Faktual.Net, Kolaka Utara — Jembatan penghubung di dua desa Kecamatan Porehu Kabupaten Kolaka Utara (Kolut) ambruk akibat longsor. Kondisi ini membuat siswa sekolah dasar (SD) terhambat bersekolah karena akses tersendat.
Atas kejadian itu, warga Dusun 5 Pondelawa Desa Bangsala mengeluhkan kondisi jembatan penghubung yang ambruk akibat terjangan arus Sungai Tapa, Sabtu (20/01/2024) lalu.
Diketahui, Jembatan yang selama ini digunakan warga sebagai penghubung antar desa.
Sejak seminggu terakhir ini, jembatan kayu yang dibangun atas hasil swadaya warga Dusun Lima Desa Pondelawa Kecamatan Porehu tersebut telah roboh, akibat derasnya aliran air sungai Tapa, yang mengakibatkan bertambahnya debit air dimusim penghujan ini.
Aktivitas warga dusun 5 Pondelawa Desa Bangsala mengalami hambatan, nampak antrian anak sekolah yang akan belajar menuntut ilmu terjebak dibibir sungai.
Tak hanya itu, aktivitas warga lainnya seperti yang akan berangkat ke kebun dan ke pasar desa juga tesendat, akibat jembatan telah ambruk.
Akses lain ke sekolah jaraknya cukup jauh, para warga disana berharap agar jembatan tersebut segera diperbaiki agar anak-anak mereka bisa kembali bersekolah.
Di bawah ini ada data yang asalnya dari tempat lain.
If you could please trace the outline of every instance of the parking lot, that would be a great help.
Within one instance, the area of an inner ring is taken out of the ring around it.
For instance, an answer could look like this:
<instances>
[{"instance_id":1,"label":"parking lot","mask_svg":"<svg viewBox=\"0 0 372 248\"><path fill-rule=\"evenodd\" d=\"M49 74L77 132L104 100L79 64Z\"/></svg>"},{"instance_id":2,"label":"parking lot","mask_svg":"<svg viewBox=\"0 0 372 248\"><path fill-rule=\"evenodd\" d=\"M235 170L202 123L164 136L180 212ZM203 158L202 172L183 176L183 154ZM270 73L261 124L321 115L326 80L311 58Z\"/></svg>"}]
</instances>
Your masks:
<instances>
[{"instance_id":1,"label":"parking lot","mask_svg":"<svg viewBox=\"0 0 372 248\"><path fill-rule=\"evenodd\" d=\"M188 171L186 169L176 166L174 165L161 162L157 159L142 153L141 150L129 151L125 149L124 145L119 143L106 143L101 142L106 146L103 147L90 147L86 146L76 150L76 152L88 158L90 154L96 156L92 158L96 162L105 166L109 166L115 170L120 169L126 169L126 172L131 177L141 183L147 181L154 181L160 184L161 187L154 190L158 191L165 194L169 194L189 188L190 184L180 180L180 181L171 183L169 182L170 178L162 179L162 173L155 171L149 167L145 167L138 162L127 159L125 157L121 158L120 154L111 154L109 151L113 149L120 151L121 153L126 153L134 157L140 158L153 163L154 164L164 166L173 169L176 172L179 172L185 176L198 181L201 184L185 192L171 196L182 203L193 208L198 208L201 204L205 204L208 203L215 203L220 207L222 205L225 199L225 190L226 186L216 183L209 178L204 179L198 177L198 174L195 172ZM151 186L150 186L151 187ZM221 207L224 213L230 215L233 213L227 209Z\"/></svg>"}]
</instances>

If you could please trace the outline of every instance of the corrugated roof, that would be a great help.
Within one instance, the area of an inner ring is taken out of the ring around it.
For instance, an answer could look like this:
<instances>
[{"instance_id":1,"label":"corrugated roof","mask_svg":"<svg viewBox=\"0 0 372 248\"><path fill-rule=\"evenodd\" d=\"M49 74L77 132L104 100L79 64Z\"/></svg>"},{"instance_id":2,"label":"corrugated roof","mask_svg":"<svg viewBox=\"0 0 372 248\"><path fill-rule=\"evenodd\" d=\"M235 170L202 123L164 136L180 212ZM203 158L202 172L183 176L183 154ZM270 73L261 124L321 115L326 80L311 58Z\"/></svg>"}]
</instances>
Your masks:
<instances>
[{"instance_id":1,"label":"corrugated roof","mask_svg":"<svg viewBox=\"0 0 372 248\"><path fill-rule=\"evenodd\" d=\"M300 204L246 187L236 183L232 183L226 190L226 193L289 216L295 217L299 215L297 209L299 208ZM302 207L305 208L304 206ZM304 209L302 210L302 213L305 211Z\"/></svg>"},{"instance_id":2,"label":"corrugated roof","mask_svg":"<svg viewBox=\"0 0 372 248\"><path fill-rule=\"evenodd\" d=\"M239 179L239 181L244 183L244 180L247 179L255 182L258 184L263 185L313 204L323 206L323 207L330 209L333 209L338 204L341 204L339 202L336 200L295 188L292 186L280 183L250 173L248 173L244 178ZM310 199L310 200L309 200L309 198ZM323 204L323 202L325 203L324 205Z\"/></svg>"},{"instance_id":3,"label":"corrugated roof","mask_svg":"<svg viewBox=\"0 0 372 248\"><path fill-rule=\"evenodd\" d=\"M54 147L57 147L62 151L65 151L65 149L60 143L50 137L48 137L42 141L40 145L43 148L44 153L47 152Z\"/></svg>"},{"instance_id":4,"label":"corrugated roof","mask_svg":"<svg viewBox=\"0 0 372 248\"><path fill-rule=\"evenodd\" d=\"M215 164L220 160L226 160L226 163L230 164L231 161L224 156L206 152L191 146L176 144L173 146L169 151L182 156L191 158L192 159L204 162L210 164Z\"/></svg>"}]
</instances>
Sementara itu, Kepala Desa Bangsala, Basri berharap pemerintah untuk memberikan solusi dan perbaikan jembatan yang ambruk.
“Kami harap semoga pembangunan jembatan bisa diperhatikan pemerintah Kecamatan ataupun kabupaten Kolaka Utara yang kualitasnya lebih memadai dan kokoh,” harap Basri.